Can I run concurrent authentication scans on the same target?

Whilst it is possible, we wouldn't necessarily recommend it. Instead, we'd recommend disabling all but one, so you're only scanning one authentication at a time.

To do this, head to your target's detail page:

Scroll down to 'Authentications', click ... and hit 'Disable':


Can you detect out-of-band vulnerabilities?

Owing to a technical limitation (which we are working to resolve) we currently (v1.0) cannot detect out-of-band callbacks.


How do I know if my scan authenticated correctly?

The best way to check would be to have a look through any logs on your servers. There isn't one standard response to look for (as it really depends on what you log) but hopefully one of the following will help:

  • If you log user authentication, then you could look for successful authentication for the user you added in the Authentication Configuration.

  • If you log the IP address instead of the user account for the authentication, then the IP address to look out for will be in the range.

  • If you don't log successful authentications, but do log access to pages, then you could look at what pages are being accessed from IPs in the range.
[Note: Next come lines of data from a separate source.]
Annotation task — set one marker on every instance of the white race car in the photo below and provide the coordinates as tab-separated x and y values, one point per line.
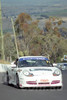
34	71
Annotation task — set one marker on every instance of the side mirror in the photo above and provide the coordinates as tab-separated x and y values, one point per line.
13	65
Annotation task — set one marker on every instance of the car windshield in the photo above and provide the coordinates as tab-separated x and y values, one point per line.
65	64
34	63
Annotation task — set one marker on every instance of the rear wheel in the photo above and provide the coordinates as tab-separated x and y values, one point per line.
17	81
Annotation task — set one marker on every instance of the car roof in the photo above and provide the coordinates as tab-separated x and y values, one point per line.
33	58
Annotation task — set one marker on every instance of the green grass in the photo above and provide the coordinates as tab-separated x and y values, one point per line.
56	13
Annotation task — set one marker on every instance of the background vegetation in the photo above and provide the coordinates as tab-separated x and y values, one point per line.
33	41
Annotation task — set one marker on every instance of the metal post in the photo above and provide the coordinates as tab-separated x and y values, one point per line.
15	37
3	56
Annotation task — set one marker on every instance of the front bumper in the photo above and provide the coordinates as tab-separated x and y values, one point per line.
40	82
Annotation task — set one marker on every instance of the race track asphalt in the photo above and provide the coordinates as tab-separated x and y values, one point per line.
12	93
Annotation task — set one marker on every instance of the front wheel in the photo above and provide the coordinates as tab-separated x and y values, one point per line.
7	78
17	81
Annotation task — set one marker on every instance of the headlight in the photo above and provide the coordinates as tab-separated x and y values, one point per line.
27	73
56	73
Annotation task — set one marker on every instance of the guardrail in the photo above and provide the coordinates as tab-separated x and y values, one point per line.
3	67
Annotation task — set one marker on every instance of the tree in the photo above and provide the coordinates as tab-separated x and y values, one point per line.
10	50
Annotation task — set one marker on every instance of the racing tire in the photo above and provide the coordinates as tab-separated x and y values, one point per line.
17	81
7	78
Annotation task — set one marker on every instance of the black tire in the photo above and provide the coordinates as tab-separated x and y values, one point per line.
17	81
7	78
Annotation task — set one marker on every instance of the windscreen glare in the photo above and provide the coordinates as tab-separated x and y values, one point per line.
34	63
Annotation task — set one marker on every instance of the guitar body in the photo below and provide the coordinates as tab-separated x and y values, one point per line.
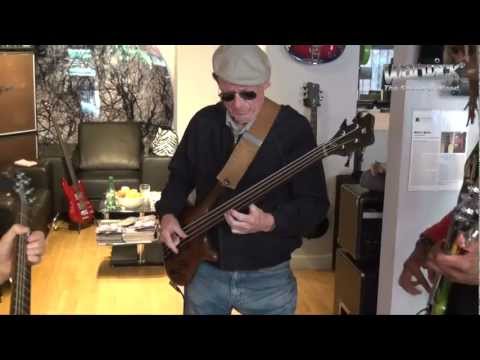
182	267
80	209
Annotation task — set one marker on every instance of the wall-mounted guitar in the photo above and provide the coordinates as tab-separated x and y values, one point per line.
80	209
312	99
197	221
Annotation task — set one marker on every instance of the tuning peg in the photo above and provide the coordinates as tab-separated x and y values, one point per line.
347	164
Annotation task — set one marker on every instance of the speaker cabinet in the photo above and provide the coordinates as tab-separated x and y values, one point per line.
360	222
356	286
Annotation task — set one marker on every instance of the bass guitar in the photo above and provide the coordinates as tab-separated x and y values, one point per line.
465	221
21	273
312	99
196	221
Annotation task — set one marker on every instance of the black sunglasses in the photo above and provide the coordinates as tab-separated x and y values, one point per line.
230	95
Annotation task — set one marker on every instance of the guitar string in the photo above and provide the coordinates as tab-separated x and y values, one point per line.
19	301
265	185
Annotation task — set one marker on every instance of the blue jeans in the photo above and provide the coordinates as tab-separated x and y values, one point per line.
268	291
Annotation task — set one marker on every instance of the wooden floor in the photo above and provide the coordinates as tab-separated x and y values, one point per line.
75	277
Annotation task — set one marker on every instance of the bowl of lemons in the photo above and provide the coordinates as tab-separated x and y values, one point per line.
129	198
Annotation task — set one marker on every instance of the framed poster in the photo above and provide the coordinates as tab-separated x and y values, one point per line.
17	92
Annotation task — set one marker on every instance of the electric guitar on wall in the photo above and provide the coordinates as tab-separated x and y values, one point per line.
80	209
197	221
312	99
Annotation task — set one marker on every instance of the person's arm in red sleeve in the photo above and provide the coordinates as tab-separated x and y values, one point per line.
412	275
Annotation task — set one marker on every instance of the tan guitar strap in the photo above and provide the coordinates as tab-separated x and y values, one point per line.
246	149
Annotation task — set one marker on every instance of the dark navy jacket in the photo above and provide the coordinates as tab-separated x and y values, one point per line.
297	205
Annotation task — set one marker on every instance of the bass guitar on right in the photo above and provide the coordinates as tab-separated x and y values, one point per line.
464	221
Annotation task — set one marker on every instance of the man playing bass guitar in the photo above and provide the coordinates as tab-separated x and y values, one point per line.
252	272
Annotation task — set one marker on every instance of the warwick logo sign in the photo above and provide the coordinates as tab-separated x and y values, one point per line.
431	72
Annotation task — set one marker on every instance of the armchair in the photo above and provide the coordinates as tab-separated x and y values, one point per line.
107	149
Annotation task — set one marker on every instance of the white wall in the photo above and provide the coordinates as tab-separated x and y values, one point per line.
406	213
195	89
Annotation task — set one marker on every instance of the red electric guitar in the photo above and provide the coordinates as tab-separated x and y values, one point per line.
315	54
80	209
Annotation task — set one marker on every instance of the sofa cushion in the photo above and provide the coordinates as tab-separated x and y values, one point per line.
96	182
109	146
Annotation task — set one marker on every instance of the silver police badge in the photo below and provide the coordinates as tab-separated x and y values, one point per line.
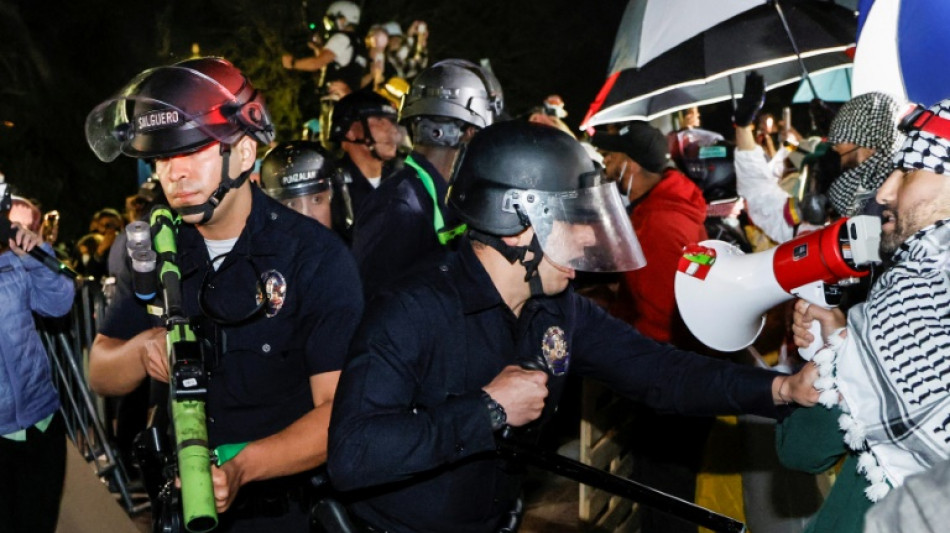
554	349
275	290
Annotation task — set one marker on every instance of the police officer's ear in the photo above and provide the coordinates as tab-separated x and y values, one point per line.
521	239
245	151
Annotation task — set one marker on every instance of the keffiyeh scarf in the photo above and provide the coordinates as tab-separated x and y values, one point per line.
868	120
893	369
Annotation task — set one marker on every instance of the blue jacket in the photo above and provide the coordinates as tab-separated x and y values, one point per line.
27	394
408	419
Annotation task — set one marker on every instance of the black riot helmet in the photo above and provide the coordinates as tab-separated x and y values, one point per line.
296	168
514	175
179	109
357	107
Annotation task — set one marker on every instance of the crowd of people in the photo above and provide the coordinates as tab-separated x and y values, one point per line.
384	298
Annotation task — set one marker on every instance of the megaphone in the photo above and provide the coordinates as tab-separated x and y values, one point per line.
723	294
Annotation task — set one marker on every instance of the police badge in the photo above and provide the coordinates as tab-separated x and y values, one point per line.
554	349
275	289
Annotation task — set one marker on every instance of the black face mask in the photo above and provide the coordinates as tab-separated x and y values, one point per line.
827	168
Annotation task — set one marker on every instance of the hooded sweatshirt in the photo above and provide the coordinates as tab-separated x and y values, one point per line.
666	219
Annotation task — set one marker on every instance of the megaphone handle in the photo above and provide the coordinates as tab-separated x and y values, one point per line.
809	351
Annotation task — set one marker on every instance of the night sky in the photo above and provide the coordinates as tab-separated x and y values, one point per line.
59	59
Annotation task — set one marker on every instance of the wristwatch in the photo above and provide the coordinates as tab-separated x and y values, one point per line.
495	411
If one of those pages is only accessible to authenticated users, then this can be used to determine that the authentication was a success.

Can I see which pages your scanner visited?

Yes! if you click on the relevant scan from the Scans Page, and click the "Scanned Authenticated URLs" tab, you can view a list of URLs that the Authenticated Web-App Scanner has been able to crawl.

  • If a URL only accessible behind a login page features on this list then this would indicate that the authentication has succeeded.

  • If this list only includes non-authenticated URLs (i.e. those not behind the login page), then it might be worth checking the authentication configuration and re-running a scan.